1 Introduction

Despite recent advances in optical flow estimation, it is still challenging to account for complicated motion patterns. At video rates, even such complicated motion patterns are smooth for longer than just two consecutive frames. This suggests that information from frames that are adjacent in time could be used to improve optical flow estimates. Indeed, numerous methods have been developed [2, 3, 9, 10]. However, none of the top three optical flow algorithms on the major benchmark datasets uses more than two frames [4, 6].

We observe that, for some types of motion and in certain regions, past frames may carry more valuable information than recent ones, even if the optical flow changes abruptly—as is the case of occlusion regions and out-of-boundary pixels. Kennedy and Taylor [8] also leverage this observation, and select which one of multiple flow estimates from adjacent frames is the best for a given pixel. We propose a method to fuse the available information. Specifically, we first estimate per-frame optical flow using a two-frame network module, and then warp multiple optical flow estimates from the past to the current frame, which we can fuse with a second neural network module.
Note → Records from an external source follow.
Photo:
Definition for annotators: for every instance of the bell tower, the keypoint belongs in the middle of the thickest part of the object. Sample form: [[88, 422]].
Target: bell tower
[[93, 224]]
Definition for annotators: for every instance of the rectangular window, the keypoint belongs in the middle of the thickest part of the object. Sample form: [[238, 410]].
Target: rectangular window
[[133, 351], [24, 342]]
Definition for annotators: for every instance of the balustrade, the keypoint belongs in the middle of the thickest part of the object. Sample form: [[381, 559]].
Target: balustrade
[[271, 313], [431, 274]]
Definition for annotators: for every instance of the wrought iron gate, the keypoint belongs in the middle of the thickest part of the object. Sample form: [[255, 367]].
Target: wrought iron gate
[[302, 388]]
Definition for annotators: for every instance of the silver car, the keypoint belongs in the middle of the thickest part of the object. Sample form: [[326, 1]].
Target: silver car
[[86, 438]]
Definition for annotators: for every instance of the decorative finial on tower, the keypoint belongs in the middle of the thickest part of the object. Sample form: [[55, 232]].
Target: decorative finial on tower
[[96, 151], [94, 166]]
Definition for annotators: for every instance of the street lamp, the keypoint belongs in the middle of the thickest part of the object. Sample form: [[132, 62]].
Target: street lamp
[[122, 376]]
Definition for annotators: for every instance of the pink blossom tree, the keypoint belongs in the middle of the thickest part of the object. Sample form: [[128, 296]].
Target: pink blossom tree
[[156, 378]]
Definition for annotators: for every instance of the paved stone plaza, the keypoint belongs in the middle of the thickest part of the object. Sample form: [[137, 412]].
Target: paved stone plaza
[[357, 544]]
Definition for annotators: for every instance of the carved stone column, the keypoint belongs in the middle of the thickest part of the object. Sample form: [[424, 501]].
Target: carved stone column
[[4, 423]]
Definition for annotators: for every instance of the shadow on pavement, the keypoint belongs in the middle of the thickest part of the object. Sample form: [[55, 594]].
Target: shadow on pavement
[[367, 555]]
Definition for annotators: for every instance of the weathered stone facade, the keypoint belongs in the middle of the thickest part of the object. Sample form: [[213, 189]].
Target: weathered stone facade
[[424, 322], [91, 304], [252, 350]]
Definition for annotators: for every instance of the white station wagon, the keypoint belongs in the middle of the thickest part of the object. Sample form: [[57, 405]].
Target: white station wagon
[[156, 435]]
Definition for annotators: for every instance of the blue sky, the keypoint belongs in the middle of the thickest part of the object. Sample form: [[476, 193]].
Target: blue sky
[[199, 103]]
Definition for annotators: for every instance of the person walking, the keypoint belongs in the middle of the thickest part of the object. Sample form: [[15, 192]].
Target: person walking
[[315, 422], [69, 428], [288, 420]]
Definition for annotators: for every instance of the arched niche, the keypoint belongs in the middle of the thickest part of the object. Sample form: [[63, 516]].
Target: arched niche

Our approach offers several advantages. First, it allows to fully capitalize on motion information from past frames. Second, our fusion network is agnostic to the algorithm that generates the two-frame optical flow estimates; any standard method can be used as an input, making our framework flexible and straightforward to upgrade when improved two-frame algorithms become available. Finally, if the underlying optical flow algorithm is differentiable, our approach can be trained end-to-end. Extensive experiments show that the proposed algorithm outperforms published state-of-the-art, two-frame optical flow methods by significant margins on the KITTI [6] and Sintel [4] benchmarks. To further validate our results, we present alternative baseline approaches incorporating recurrent neural networks with the state-of-the-art deep-learning optical flow estimation methods, and show that the fusion approach achieves significant performance gains.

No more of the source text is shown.